Subject, audience, purpose

  • What’s the most important thing I want to say about my subject?
  • Who am I writing this paper for? What would my reader want to know about the subject? What does my reader already know about it?
  • Why do I think the subject is worth writing about? Will my reader think the paper was worth reading?
  • What verb explains what I’m trying to do in this paper (tell a story, compare X and Y, describe Z)?
  • Does my first paragraph answer questions 1-4? If not, why not?

Organization

  • How many specific points do I make about my subject? Did I overlap or repeat any points? Did I leave my points out or add some that aren’t relevant to the main idea?
  • How many paragraphs did I use to talk about each point?
  • Why did I talk about them in this order? Should the order be changed?
  • How did I get from one point to the next? What signposts did I give the reader?

Paragraphing (ask these questions of every paragraph)

  • What job is this paragraph supposed to do? How does it relate to the paragraph before and after it?
  • What’s the topic idea? Will my reader have trouble finding it?
  • How many sentences did it take to develop the topic idea? Can I substitute better examples, reasons, or details?
  • How well does the paragraph hold together? How many levels of generality does it have? Are the sentences different lengths and types? Do I need transitions? When I read the paragraph out loud, did it flow smoothly?

Sentences (ask these questions of every sentence)

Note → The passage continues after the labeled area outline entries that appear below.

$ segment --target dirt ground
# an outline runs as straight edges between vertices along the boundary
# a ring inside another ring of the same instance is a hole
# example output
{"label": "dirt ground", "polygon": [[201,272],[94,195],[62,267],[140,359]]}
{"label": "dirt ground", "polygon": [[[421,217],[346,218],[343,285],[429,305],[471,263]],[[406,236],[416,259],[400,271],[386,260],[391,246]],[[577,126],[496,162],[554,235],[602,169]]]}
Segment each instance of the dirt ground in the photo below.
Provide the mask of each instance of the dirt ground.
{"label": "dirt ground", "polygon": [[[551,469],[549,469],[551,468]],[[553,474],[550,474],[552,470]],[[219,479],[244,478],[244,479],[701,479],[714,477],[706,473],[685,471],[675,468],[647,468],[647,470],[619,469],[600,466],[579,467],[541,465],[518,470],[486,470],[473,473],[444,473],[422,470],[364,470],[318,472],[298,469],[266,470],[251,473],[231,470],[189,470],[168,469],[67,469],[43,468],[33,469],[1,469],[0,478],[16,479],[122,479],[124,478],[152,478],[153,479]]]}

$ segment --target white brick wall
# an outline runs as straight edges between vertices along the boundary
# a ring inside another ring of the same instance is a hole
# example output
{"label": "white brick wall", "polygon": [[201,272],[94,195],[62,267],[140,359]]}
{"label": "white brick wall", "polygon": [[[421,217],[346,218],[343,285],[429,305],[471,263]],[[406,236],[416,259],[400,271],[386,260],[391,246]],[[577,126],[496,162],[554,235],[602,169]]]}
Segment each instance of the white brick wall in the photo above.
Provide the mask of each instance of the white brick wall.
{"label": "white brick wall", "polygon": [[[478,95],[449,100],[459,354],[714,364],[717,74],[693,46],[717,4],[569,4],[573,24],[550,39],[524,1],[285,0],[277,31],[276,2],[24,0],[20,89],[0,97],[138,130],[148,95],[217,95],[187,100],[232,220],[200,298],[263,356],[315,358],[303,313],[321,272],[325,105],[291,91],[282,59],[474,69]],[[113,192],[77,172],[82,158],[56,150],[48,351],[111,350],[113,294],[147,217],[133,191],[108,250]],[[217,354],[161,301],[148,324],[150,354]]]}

  • Which sentences in my paper do I like the most? The least?
  • Can my reader “see” what I’m saying? What words could I substitute for people, things, this/that, aspect, etc.?
  • Is this sentence “fat”?
  • Can I combine this sentence with another one?
  • Can I add adjectives and adverbs or find a more lively verb?

Things to check last

  • Did I check spelling and punctuation? What kinds of grammar or punctuation problems did I have in my last paper?
  • How does my paper end? Did I keep the promises I made to my reader at the beginning of the paper?
  • When I read the assignment again, did I miss anything?
  • What do I like best about his paper? What do I need to work on in the next paper?